Among them are two species found in the Netherlands. The
dyes extracted from those lichens aren't stable; they
change color depending on the chemical environment.
Litmus
apparently comes from an old Dutch word whose
meaning is unclear today.
We used litmus paper in high-school chemistry experiments, although in these more safety-conscious times, that might be forbidden. I have read that today's teenagers are denied the educational pleasure of dropping a piece sodium into a beaker of water. The sodium grabs hydrogen from the water, giving up heat in a gaudy frothing display, and the resulting liquid, a solution of sodium hydroxide, changes the color of the litmus paper.
Back when I had a day job, and thus had time for hobbies, I used litmus paper. The hobby was home-brewing, and I finally quite because it got too complicated.
You start simply, making beer from the hop-flavored malt extract they used to sell in grocery stores. Then you buy imported extracts and experiment with fresh hops for boiling and conditioning. There's always another step toward brewing perfection. I never malted my own barley, but I reached the point where I was cracking malt and running four-hour step-infusion mashes, each batch choreographed so I could krausen it at bottling time with sweet wort from the next batch -- no processed sugar in my beer, nosiree.

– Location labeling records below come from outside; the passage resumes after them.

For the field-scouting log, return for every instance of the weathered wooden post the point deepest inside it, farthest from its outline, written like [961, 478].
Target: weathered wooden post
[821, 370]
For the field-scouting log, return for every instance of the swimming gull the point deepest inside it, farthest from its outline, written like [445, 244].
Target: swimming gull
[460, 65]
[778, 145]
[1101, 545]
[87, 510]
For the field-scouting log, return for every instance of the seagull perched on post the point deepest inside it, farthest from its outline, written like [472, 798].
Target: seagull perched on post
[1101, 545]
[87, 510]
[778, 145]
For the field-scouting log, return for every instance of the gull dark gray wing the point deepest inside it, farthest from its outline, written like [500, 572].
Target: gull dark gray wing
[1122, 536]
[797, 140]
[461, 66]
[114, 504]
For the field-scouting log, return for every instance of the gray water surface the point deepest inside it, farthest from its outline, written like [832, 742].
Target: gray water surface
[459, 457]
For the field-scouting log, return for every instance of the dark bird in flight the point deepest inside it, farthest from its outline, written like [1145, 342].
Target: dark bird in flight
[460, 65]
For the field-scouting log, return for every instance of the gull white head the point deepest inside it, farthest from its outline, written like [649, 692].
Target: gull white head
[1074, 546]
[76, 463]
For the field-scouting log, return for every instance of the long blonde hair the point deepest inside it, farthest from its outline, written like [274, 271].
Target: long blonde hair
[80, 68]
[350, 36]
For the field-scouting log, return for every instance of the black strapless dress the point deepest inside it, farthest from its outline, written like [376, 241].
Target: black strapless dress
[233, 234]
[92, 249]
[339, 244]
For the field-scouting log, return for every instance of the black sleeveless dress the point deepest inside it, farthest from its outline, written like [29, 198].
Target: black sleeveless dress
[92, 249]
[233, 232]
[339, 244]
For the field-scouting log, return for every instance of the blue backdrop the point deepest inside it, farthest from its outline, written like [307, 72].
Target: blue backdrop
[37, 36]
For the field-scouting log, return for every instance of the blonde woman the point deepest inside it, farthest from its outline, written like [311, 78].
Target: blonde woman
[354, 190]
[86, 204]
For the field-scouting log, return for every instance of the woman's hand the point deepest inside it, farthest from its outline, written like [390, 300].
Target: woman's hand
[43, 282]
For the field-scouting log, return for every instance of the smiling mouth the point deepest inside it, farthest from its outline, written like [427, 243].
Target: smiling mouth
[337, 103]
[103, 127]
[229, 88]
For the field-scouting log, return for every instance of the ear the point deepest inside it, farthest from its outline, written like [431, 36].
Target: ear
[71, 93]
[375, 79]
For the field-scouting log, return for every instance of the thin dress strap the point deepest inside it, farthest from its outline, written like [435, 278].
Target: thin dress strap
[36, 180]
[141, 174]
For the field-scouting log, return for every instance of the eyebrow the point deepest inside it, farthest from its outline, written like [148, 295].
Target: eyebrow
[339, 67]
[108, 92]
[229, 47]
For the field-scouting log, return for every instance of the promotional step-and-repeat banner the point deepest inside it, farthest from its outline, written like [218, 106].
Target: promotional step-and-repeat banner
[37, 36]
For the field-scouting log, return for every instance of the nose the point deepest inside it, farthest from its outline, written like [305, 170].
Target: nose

When you brew that way, you need to adjust the acidity of the brewing water -- six-row malts respond differently than two-row malts, and Salida tap water was a little too alkaline -- and that meant using litmus paper to be sure everything was aligned for the perfect brew.
But even if there were at least two Colorado brewers active in last week's election (Pete Coors and John Hickenlooper), we're getting a long way from litmus-test politics here. In politics, a litmus test presumably gives us a definitive result -- for or against abortion, or gun ownership, or gay marriage, just as a chemical compound is either acidic or alkaline.
That metaphor fits well in modern America, because the litmus dye turns blue for alkaline and red for acidic -- just as we have a Blue America and a Red America, thanks to the contrasting colors the TV networks use for their electoral maps.
In litmus-test terms, we could discuss Alkali America and Acid America, and I, for one, would enjoy reading about how Acid America goes to church more often, while Alkali America protests whenever a right-thinker tries to call it Base America.
Remember playing with acidic vinegar and alkaline baking soda? When you mix them, you get a violent reaction.
After the election, the winner and the loser, and a host of other important people, urged us to unite and get along. But as long as we have a political climate that disdains compromise, then litmus chemistry might be an apt metaphor -- a violent reaction, rather than a productive mixture.